Analyzing round-trip time between server and client. A. Run the SQL script HANA_Network_Clients.
Analyze internode communication. A. Run SQL script HANA_Network_Services.
Run Linux command ifconfig (the output shows if any packet losses are occurring).
- Run Linux command tcpdump.
Also, use the open source IPERF tool (or similar) to measure real application network performance.
Refer to the SAP HANA Troubleshooting: Networking Performance and Connectivity Problems site for detailed troubleshooting steps.
From an end-user perspective, an application (or the system as a whole) runs sluggishly, is unresponsive, or can even seem to hang if there are issues with I/O performance. In the Volumes tab in SAP HANA Studio, you can see the attached volumes, and what volumes are used by each service.
Attached volumes in the lower part of the screen you can see details of the volumes, such as files and I/O statistics.
Refer to the SAP HANA Troubleshooting: I/O Related Root Causes and Solutions and SAP HANA Troubleshooting: Disk Related Root Causes and Solutions site for detailed troubleshooting steps.
Perform an SAP HANA Health Check through HANA_Configuration_Minichecks. This tool returns potentially critical technical issues that should have already been raised as alerts in SAP HANA Studio.
Refer to SAP Note #1969700 – SQL statement collection for SAP HANA and download the SQL Statements.zip file attached to that note.
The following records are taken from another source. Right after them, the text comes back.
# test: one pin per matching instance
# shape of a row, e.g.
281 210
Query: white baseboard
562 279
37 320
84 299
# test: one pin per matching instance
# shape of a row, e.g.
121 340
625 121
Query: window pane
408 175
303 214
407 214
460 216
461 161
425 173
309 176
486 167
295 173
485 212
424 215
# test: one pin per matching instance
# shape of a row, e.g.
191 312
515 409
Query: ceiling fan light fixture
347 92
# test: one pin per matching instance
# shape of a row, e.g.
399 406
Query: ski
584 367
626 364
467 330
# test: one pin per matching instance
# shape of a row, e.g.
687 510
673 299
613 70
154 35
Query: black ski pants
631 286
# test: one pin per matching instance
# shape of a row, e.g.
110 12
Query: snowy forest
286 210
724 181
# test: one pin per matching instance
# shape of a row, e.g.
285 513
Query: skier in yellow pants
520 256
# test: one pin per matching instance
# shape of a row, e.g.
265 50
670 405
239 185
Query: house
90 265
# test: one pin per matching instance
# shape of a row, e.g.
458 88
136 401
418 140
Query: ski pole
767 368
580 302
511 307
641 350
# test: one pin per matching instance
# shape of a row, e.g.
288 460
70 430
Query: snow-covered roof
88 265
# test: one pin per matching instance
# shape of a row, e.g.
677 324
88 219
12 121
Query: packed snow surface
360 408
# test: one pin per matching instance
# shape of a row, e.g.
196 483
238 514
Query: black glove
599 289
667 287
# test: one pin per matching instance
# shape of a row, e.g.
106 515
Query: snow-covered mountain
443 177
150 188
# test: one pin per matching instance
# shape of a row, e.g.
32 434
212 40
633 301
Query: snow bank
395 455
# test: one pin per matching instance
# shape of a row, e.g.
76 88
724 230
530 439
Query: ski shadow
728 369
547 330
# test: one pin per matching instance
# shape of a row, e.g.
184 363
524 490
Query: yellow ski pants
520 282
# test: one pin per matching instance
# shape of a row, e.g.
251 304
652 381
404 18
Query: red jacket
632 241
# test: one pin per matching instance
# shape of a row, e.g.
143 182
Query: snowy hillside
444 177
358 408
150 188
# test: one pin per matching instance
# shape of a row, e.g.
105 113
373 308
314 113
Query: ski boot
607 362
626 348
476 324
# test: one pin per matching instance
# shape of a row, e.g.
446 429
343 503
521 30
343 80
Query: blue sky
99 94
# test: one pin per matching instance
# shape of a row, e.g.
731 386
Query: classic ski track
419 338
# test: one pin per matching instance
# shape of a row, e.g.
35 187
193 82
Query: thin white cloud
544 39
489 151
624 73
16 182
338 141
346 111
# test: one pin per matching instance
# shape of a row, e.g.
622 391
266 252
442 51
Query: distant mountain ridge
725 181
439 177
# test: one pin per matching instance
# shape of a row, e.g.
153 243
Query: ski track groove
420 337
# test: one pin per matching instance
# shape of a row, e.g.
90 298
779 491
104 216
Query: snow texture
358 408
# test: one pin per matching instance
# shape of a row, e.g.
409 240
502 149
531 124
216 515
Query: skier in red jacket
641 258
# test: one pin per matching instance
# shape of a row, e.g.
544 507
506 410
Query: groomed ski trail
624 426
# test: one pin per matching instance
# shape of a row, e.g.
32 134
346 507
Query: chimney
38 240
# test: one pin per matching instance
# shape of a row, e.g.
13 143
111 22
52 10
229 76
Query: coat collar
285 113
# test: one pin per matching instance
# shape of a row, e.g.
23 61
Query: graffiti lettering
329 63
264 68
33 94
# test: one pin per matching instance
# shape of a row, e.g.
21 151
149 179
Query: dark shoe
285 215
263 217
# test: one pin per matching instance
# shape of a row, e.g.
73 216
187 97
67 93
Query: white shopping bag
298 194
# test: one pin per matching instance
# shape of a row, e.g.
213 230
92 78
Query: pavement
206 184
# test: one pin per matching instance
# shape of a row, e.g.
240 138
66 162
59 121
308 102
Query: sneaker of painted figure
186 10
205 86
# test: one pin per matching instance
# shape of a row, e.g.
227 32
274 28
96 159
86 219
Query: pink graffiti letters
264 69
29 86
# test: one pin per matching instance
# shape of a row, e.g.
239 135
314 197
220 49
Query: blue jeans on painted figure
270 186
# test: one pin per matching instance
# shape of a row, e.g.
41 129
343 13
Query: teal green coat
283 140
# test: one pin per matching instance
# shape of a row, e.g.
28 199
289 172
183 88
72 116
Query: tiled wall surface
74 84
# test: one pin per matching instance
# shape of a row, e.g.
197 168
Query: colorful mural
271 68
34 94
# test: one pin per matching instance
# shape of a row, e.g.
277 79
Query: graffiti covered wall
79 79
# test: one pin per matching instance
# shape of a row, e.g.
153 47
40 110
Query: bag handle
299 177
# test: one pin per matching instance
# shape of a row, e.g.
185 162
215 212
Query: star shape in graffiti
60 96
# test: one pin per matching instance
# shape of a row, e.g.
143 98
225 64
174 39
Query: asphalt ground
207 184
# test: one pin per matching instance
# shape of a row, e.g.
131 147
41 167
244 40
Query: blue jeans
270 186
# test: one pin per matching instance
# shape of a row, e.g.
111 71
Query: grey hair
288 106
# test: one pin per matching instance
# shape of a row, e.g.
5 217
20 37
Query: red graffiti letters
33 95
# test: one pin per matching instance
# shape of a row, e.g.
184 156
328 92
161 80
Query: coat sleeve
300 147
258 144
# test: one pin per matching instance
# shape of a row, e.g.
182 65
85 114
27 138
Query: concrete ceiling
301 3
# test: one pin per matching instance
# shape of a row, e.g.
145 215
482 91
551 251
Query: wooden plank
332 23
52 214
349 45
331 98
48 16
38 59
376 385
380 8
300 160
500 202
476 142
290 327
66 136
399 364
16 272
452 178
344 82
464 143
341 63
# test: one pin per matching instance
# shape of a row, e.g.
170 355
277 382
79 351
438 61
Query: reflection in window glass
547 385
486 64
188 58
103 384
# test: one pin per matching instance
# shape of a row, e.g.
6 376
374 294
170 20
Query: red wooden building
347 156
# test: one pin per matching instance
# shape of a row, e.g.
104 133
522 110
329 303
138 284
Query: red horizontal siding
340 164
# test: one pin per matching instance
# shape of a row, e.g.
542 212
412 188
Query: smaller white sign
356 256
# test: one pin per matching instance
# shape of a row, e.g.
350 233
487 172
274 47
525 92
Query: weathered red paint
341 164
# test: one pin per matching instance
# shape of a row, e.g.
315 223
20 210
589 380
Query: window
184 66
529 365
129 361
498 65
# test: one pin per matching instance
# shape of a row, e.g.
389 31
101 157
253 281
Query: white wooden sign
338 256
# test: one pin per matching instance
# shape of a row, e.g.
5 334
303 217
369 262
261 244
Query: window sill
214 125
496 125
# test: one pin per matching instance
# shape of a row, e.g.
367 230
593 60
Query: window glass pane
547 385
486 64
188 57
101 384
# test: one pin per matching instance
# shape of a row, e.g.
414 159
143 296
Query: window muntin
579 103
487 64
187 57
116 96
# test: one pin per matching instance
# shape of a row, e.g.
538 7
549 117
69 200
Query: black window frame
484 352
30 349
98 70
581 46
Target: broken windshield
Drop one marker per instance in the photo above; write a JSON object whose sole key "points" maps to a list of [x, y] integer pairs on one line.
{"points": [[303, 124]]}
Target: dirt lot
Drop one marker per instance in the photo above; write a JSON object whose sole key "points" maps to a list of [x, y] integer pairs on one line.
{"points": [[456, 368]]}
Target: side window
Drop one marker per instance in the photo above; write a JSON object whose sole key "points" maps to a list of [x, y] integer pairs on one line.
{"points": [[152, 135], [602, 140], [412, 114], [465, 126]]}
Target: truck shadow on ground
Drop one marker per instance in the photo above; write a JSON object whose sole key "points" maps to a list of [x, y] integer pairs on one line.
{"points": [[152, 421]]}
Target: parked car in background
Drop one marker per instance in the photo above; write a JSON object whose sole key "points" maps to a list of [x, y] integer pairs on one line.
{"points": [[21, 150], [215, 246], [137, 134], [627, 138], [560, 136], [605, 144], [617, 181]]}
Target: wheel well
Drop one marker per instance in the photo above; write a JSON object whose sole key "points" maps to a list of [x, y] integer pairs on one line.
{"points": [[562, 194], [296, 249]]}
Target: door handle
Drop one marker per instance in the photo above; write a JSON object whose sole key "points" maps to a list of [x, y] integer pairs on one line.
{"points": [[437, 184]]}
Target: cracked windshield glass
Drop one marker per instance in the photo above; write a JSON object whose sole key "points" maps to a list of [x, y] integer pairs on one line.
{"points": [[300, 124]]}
Store this .zip file on the local hard drive.
In SAP HANA Studio, on the System Information tab, right-click in the Name column and select Import SQL Statements.
Select the SQL Statements.zip file stored locally, and a folder with the corresponding SQL statements will be imported. At this point, the many different diagnostic checks can be run with these SQL statements.
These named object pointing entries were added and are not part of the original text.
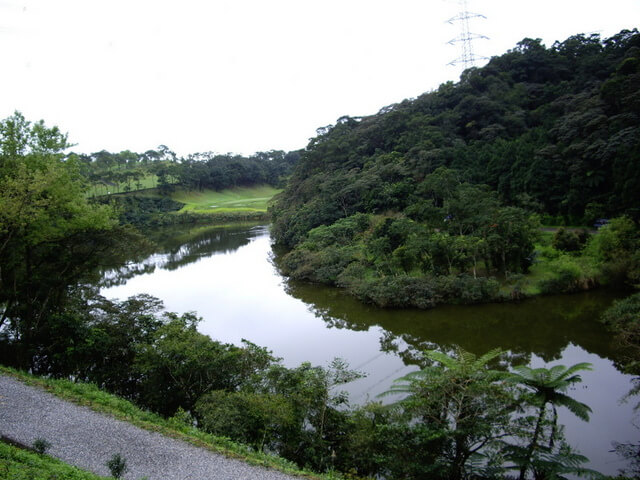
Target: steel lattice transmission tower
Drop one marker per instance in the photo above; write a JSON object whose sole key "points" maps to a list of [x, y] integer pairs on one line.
{"points": [[466, 37]]}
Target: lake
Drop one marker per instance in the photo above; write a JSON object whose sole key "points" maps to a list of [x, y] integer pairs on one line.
{"points": [[228, 276]]}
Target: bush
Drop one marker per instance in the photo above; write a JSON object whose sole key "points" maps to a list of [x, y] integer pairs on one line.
{"points": [[570, 240], [117, 465]]}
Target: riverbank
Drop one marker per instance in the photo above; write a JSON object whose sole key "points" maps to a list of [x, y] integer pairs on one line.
{"points": [[86, 426]]}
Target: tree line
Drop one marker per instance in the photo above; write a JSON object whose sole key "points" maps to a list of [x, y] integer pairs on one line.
{"points": [[441, 197], [129, 171]]}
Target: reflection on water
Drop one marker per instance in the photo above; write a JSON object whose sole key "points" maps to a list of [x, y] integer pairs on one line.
{"points": [[225, 274]]}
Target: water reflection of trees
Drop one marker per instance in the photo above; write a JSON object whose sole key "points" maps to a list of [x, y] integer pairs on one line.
{"points": [[543, 326], [175, 248]]}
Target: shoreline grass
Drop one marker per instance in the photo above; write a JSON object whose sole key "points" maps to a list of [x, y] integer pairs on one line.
{"points": [[17, 463], [91, 396]]}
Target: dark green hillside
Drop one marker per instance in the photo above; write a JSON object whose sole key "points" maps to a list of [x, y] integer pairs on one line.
{"points": [[431, 199], [554, 129]]}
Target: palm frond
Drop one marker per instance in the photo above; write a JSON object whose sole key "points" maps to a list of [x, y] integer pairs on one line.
{"points": [[579, 409]]}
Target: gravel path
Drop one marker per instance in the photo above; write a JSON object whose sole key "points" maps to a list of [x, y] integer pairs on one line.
{"points": [[88, 439]]}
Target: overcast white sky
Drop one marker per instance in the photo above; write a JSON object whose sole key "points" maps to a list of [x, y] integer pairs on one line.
{"points": [[249, 75]]}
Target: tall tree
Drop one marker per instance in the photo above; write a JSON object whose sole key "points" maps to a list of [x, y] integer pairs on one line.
{"points": [[547, 387]]}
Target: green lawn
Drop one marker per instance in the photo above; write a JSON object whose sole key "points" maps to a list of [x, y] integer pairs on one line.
{"points": [[239, 199], [148, 181]]}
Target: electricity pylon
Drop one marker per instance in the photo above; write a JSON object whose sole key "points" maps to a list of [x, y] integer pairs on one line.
{"points": [[468, 58]]}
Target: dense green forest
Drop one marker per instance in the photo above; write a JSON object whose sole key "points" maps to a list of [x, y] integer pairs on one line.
{"points": [[434, 199], [441, 198]]}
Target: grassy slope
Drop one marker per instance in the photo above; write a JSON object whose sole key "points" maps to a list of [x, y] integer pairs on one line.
{"points": [[94, 398], [20, 464], [241, 199]]}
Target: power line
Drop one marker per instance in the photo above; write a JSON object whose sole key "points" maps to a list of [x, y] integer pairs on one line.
{"points": [[467, 58]]}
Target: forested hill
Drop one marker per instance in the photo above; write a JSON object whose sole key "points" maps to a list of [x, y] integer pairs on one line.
{"points": [[552, 129]]}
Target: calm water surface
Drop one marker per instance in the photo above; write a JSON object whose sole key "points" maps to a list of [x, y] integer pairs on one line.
{"points": [[228, 277]]}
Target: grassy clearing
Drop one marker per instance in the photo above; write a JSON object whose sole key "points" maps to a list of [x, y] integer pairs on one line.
{"points": [[150, 180], [91, 396], [20, 464], [239, 199]]}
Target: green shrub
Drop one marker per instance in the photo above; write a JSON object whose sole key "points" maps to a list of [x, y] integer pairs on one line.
{"points": [[41, 445], [117, 465]]}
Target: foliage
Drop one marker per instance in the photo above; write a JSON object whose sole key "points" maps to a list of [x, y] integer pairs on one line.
{"points": [[399, 261], [19, 464], [537, 130], [547, 387], [464, 407], [51, 236], [126, 171], [41, 445], [117, 465], [623, 317]]}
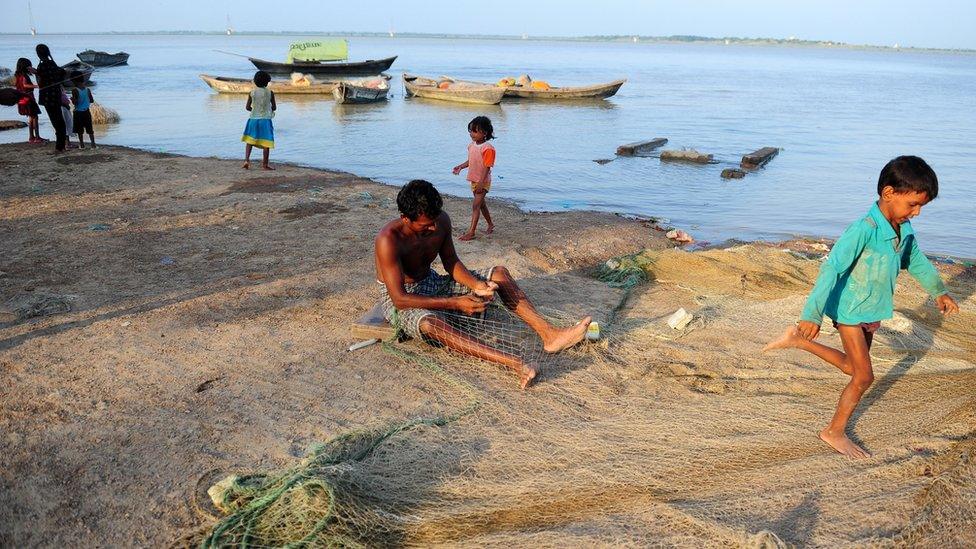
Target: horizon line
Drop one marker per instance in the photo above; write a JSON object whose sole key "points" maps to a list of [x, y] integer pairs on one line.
{"points": [[679, 38]]}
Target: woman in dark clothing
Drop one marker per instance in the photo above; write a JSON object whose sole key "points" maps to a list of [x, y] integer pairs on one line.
{"points": [[49, 78]]}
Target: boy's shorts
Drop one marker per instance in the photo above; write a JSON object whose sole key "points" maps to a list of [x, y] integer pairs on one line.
{"points": [[434, 285], [868, 327], [83, 122], [486, 186]]}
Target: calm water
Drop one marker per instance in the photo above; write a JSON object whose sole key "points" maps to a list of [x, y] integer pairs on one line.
{"points": [[839, 115]]}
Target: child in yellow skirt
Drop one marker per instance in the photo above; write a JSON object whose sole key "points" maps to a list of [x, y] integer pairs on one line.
{"points": [[259, 132]]}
For example, to test SAP HANA System Replication bandwidth requirements, right-click the Bandwidth statement under Replication: Bandwidth and select Open in SQL Console.
The complete SQL statement opens allowing input parameters (modification section) to be changed and then executed.
Another example is right-clicking on the statements under Replication: Overview. Select Execute from the context menu:
This results in information that helps with troubleshooting:
Do the same for HANA_Configuration_Minichecks and check for any X marks in the C (Critical) column.
HANA_Configuration_MiniChecks_Rev102.01+1 for general SAP HANA checks.
HANA_Services_Overview for an overview of what SAP HANA services are currently running.
HANA_Services_Statistics for SAP HANA service information (CPU, memory, etc.).
HANA_Configuration_Overview_Rev110+ for general information on the SAP HANA instance.
HANA_Configuration_Parameters_Rev70+ to check SAP HANA parameters.